Recentemente, pesquisadores japoneses criaram uma nova técnica
para identificar diretamente os compostos das plantas medicinais,
acelerando sua transformação em medicamentos.
"Há
várias formas de intervenção possíveis. Uma delas é a
semissíntese, que consiste em isolar a molécula de interesse e
modificá-la parcialmente por meio de processos químicos. Outra
forma é reproduzir a estrutura completa por meio de síntese. Uma
terceira maneira, mais recente, consiste em modificar os produtores
dos compostos por meio de engenharia genética.
Em alguns casos, a
engenharia genética envolve transferir os genes responsáveis pelo
composto de um organismo para outro - por exemplo, de uma planta para
uma bactéria ou levedura. A vantagem, no caso, é que as bactérias
ou leveduras são mais fáceis de cultivar e crescem mais rapidamente
do que as plantas. Por exemplo, um grupo nos Estados Unidos, liderado
por Jay Keasling, da Universidade da Califórnia de Berkeley,
conseguiu transferir
os genes precursores da artemisinina para leveduras",
detalhou a pesquisadora.
Medicamentos
a partir de bactérias
O
grupo liderado pela pesquisadora brasileira nos EUA trabalha com
bactérias, tendo por horizonte o desenvolvimento de compostos
antibióticos ou anticancerígenos.
"Nosso
objetivo principal é entender como as bactérias sintetizam
moléculas que podem ser usadas como antibióticos, quais são os
genes envolvidos no processo.
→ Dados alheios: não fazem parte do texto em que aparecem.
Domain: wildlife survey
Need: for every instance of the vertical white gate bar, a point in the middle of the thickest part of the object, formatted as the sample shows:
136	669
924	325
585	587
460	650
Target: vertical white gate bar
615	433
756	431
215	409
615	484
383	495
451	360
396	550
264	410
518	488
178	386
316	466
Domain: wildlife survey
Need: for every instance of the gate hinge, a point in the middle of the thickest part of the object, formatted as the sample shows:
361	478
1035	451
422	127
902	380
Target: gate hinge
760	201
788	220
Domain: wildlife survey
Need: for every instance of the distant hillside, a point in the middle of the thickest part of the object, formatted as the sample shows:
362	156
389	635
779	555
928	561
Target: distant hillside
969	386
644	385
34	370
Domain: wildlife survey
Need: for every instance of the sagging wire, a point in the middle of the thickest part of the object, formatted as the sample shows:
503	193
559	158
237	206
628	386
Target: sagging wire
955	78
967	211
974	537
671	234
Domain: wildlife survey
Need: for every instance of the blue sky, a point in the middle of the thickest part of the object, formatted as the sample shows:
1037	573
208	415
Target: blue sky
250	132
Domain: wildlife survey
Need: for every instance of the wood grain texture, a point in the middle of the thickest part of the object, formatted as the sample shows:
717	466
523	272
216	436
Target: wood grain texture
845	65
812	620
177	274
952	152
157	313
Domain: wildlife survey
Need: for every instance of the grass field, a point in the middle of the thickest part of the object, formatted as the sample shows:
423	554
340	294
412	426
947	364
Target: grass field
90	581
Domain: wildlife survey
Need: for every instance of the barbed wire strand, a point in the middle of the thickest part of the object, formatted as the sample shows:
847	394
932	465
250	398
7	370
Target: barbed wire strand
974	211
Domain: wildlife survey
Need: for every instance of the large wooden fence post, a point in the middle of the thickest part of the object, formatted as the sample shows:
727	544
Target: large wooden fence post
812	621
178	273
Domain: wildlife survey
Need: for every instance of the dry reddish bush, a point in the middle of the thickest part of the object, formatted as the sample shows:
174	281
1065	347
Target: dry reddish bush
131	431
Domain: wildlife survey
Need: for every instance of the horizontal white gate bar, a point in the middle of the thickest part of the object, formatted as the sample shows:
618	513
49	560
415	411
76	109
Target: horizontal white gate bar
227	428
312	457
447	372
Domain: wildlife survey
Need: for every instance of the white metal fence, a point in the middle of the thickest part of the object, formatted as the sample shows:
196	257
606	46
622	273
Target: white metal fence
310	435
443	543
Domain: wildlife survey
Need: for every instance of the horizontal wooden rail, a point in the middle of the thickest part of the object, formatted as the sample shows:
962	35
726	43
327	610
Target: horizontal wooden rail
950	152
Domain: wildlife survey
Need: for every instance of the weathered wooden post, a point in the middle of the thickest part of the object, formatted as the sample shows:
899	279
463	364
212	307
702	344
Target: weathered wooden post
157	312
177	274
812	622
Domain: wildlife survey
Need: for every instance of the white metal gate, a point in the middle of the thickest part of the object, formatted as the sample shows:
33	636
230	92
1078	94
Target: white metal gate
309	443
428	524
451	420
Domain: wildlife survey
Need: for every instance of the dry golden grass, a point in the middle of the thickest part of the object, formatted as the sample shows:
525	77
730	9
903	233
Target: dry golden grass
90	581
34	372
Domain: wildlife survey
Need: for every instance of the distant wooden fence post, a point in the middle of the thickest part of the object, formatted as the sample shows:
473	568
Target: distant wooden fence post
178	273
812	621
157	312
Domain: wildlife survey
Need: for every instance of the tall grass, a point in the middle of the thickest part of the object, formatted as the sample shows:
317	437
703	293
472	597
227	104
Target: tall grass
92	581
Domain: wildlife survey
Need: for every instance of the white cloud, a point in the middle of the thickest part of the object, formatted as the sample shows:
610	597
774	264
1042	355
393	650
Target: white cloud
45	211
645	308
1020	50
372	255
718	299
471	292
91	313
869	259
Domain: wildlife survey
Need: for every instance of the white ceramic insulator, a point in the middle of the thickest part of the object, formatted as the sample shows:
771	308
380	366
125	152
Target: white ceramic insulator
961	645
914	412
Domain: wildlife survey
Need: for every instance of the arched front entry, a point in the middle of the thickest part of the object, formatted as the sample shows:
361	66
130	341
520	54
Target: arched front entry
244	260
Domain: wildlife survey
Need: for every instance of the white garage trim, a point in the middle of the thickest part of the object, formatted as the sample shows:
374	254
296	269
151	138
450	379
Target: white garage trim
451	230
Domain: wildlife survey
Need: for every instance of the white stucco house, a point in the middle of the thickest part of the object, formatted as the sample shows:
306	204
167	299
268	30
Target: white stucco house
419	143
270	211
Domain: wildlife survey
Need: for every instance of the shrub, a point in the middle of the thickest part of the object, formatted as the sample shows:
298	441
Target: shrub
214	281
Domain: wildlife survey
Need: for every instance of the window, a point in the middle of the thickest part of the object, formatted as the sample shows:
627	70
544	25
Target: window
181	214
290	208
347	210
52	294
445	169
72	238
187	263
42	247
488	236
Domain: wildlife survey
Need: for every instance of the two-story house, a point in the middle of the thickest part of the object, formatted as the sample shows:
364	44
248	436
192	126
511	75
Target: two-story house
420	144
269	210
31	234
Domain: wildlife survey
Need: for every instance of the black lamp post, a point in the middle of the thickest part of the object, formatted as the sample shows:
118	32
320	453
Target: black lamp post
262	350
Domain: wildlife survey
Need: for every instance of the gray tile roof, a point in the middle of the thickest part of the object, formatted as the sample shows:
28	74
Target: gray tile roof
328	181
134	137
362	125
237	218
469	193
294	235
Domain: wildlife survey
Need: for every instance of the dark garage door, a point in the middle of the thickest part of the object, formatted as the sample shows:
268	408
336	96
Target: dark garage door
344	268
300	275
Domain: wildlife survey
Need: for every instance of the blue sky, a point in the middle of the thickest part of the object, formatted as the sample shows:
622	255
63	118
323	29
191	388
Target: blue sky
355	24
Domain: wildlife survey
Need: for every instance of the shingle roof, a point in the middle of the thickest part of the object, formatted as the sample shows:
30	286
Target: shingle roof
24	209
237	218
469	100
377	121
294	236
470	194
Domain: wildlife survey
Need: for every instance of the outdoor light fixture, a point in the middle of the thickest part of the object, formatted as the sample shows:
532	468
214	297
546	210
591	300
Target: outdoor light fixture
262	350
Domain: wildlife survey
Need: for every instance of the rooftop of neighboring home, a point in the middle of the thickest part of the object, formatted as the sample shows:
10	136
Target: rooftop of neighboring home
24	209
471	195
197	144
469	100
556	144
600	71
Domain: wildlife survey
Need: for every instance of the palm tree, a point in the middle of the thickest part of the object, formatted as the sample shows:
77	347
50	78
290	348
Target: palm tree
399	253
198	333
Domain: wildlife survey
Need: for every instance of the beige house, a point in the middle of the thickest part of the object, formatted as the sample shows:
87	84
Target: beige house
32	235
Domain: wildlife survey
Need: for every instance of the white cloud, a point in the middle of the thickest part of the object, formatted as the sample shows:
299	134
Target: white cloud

Com esse conhecimento, é possível
fazer com que as bactérias produzam os compostos em maior
quantidade, ou modificar as moléculas para que se tornem fármacos
mais eficazes. É uma pesquisa básica, porém com a aplicação em
mente," contou ela.
"Com
o boom de sequenciamentos de genomas microbianos, ficou claro que o
potencial biossintético dos microrganismos é muito maior do que se
supunha. Uma bactéria típica, à qual são atribuídos alguns
poucos compostos, pode produzir mais de 30, a partir de sua estrutura
genômica. Ocorre que a maioria dos genes responsáveis pela
biossíntese é silenciada ou não é bem expressa em condições
laboratoriais de crescimento. Sabendo que genes são esses e qual é
o seu potencial, torna-se possível ativar esses genes e obter os
compostos correspondentes," concluiu.”